So, as planned, I'm making time and taking effort to spend more time with my family.
My cousin K and her brother M have daughters that are very close in age (months apart), so this is the season of the Batmitzvah. Their parents (my dad's sister and her husband) are on an around-the-world United ticket to go to all these events. Since K lives in Toronto, I figured, what the hey, I will go! Its a 50min flight! K has twins, so its a double-header celebration.
I flew up on Thursday so that I could participate in all the weekend's events.
Every morning, I was up early with my aunt and uncle. We would make some coffee/tea and breakfast and sit around and chat. It was very nice to have given them this time to get to know me better. As I've said before here (I think), I've gotten to an age where I know who I am, and I know what I know; I know what I'm willing to change/work on; and I know what is intrinsically me. When you are young having conversations like this with your elders, it can be difficult because you feel like you are defending who you are, you feel like you have to claim your specific-ness. It was much more fun to have these conversations at this age, where I can really contribute something to the general trend. We talked about politics, family, work, life, everything.
In the afternoons, we would run errands with K, help her get ready for the 3 big events she had planned:
Shabbat dinner, Kiddush (lunch after service on Sat), celebration lunch with friends and family on Sunday.
I am so impressed with my cousin K. She spends her time running after her 3 kids, keeping her home running, working full time, and if you know here on Facebook, thinking, looking, enjoying the world. When you are with her you find that she does all of this with a serene calm, not flustered by any of the bumps that are inevitably in your way. Not once did she show any stress about these three huge events that she had organized for the weekend.
Friday night dinner was basically prepared by her friends. Throughout the day on Friday, people stopped by with the dishes they had prepared. The brisket and turkey came from a local caterer.
We set a table for 25 people... in a long row of three tables.
The guest list was all family, but 1. K's husband's brother and sister with all their sons, his parents, a cousin and her family, K's parents and me, and a friend. It was a warm, cozy, family evening thick with the traditions of a Shabbat dinner.
Saturday was a big day for the girls, they had prepared speeches to be delivered after the service. We were at Shul for most of the service saying hello to friends and family who came for the celebration. In the middle of the service, the Rabbi called up the Dad and gave him the blessing for the girls. Then the men started dancing, doing a hora right there to celebrate the girls. They were signing the mazeltov song... ok, not quite like that.
After the service, the ladies all moved to the front of the Shul and the girls went up on the bimah to give their speeches. The piece of the Torah that was read that day was about Moses and the plagues, so they talked about what that portion meant to them, and how that related to their recognition as adults. They did a fantastic job. K got up to give a speech too, and it was so special to be there celebrating with them.
We went to the Kiddush, and yikes! there were SO MANY people smooshed into the room, you had to fight your way in to the table, back out, over to the drinks... I just ate everything as quickly as possible so that noone would bump into me while they were fighting their way around.
We made our way back home, for some afternoon rests.

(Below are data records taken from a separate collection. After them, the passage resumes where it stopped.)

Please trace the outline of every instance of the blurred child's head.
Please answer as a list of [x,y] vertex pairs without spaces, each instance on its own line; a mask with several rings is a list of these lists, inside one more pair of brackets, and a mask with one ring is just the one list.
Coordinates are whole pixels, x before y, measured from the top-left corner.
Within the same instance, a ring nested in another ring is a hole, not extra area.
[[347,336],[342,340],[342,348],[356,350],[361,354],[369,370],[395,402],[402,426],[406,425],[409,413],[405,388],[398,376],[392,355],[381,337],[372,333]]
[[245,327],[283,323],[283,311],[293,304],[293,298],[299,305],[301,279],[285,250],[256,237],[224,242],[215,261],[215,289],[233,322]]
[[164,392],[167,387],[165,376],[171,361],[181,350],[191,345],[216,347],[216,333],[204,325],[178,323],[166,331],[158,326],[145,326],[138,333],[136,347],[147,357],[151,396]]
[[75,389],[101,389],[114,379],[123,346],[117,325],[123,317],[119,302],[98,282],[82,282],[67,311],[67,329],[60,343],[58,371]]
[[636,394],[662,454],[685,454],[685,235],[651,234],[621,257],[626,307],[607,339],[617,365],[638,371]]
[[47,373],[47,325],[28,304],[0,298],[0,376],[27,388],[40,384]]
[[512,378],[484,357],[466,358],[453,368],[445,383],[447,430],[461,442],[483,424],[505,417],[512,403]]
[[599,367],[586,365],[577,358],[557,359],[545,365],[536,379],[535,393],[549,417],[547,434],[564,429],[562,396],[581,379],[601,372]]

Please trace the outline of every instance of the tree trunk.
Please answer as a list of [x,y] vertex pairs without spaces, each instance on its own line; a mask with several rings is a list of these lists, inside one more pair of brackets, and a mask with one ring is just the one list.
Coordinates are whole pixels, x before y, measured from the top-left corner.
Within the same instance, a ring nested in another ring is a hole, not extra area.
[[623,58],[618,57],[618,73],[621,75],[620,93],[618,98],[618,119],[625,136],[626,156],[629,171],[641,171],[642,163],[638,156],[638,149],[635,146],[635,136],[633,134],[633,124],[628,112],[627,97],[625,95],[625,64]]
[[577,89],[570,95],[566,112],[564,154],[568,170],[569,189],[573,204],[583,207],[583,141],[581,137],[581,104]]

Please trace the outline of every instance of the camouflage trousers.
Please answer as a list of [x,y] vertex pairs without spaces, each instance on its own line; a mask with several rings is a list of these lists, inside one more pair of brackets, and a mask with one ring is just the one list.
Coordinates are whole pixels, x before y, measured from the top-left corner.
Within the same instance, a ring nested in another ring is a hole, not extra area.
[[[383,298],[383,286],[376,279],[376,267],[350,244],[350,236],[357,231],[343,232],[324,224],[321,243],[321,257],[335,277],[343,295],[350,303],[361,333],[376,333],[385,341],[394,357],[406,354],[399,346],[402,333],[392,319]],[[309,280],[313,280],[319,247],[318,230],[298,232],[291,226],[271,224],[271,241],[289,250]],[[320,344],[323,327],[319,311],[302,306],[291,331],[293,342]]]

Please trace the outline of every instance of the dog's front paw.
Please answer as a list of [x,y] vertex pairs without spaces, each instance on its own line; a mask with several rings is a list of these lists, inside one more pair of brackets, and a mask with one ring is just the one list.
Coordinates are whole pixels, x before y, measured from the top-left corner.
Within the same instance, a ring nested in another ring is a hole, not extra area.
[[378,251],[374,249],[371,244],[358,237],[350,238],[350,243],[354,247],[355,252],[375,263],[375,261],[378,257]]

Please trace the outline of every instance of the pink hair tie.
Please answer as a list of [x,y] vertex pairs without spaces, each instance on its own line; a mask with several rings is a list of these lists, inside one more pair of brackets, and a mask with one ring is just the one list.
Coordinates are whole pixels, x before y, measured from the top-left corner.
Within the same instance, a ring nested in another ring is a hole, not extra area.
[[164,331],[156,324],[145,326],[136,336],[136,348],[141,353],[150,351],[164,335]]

K and the girls began the process of beautification for their big party that night with their friends. There was too much to do with two girls, so they asked me to help. We all crammed into K's bathroom with nailpolish, makeup, curling irons, nylons, and excitement. It was really fun to watch these two get ready for one of their first parties, all primped up in their special dresses for the occasion. It was moments like this throughout the weekend that allowed me to see who they were. Just like I had given time with my aunt and uncle, they gave time for me.
After the young'uns went off to whoop it up, my aunt, K, and I went over to the Sunday brunch venue to prep. The venue was the "party room" at K's parents-in-law's condo... so while we were setting tables, laying out plates, setting up sound systems, putting away drinks, K's mom-in-law was helping by running up and down to get those little things that personalize a space.
The Sunday brunch was the last of the big events. It was a mixture of friends and family. I left from the venue for the airport with the Chicago side of the family. Our flights left within an hour of each other.
It was a great weekend! Full of celebration, family, and community. I am very grateful to have finally realized that I can experience my extended family so close to where I live. I can't wait for all the forthcoming experiences we will all have together.